Nach der Bekanntgabe der überarbeiteten Road-Serie vor wenigen Tagen legt der legendäre Hersteller aus Nazareth, Pennsylvania, nach und präsentiert mit der Martin Super D-18 und der Super HD-28 zwei interessante Variationen seiner stilprägenden Dreadnought. Im Detail haben wir es dabei mit etwas größeren Bodies zu tun, die laut Hersteller im Vergleich zu einer Standard-Dreadnought 20 Prozent mehr Luftvolumen im Korpus aufweisen. Erstmals wurde diese Modifikation 2022 vom Martin Custom Shop umgesetzt und ist nun auch im regulären Sortiment erhältlich.


Was unterscheidet die Super Dreadnought von der normalen Martin Dreadnought?
Die Super D stellt die größte Korpusbauweise im Martin-Sortiment dar, ohne dabei von der ikonischen Silhouette der klassischen Dreadnought abzuweichen. Mit einem unteren Korpusumfang von 420 mm ist die Super-D-Bauform etwas ausladender als der Klassiker und sorgt laut Aussage des Herstellers für 20 Prozent mehr Luftvolumen im Inneren des Korpus. Klanglich soll sich dies in einer ausgeprägteren Basswiedergabe, höherer Lautstärke und einer erweiterten dynamischen Ansprache bemerkbar machen.
Darüber hinaus kommen die Super-D-Modelle mit dem Forward-shifted Golden Era Scalloped X-Bracing, das aktuell auch in der Modern-Deluxe-Serie Anwendung findet und Martins Hommage an die Vintage-Spezifikationen der Vorkriegszeit darstellt.

Martin Super D-18 und Super HD-28 – Unterschiede bei der Holzauswahl
Bei den Hölzern bleibt auch bei den Super-Varianten alles wie gehabt.

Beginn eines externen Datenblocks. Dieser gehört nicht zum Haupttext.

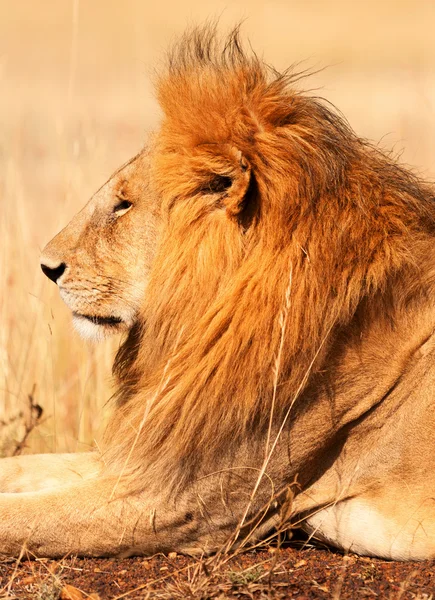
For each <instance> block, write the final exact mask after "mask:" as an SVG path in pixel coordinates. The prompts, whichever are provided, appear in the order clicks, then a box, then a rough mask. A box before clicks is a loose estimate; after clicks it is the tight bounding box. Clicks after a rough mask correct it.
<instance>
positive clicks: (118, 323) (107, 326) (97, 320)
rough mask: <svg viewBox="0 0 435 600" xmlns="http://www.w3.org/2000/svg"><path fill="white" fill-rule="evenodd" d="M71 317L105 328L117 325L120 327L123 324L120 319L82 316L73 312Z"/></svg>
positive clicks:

Dementsprechend setzt die Super D-18 auf die bewährte Kombination aus Fichtendecke und Mahagonikorpus, wohingegen sich die Super HD-28 mit einer Fichtendecke und einem Korpus aus ostindischem Palisander in Szene setzt.

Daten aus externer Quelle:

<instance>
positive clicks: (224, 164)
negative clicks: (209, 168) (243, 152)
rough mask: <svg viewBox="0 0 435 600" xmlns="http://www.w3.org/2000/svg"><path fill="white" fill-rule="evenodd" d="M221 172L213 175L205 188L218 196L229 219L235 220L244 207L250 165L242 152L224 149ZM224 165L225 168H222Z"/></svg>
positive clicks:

Seit einiger Zeit wird im Hause Martin bei den Hälsen vieler Modelle lediglich die etwas schwammige Bezeichnung „Select Hardwood“ angegeben – so auch hier. In beiden Fällen kommen ansonsten Ebenholzgriffbretter zum Einsatz. Des Weiteren setzen die Instrumente mit einem Hals-Korpus-Übergang am 14. Bund auf ein satiniertes Hals-Finish. Mensur und Sattelbreite betragen jeweils 645 mm und 44,5 mm.

Preise und Lieferbarkeit
Beide Gitarren sind ab sofort lieferbar. Die Martin Super D-18 geht dabei aktuell für 3.899 Euro über den Ladentisch. Teurer ist die seit jeher etwas aufwendiger gestaltete und bei den Hölzern abweichende Super HD-28, die in der Super-Ausführung momentan satte 5.159 Euro kostet. Wer nach einem kostengünstigeren Einstieg in die Welt der Martin-Gitarren sucht, könnte eventuell bei der jüngst aktualisierten Road-Serie des Herstellers fündig werden.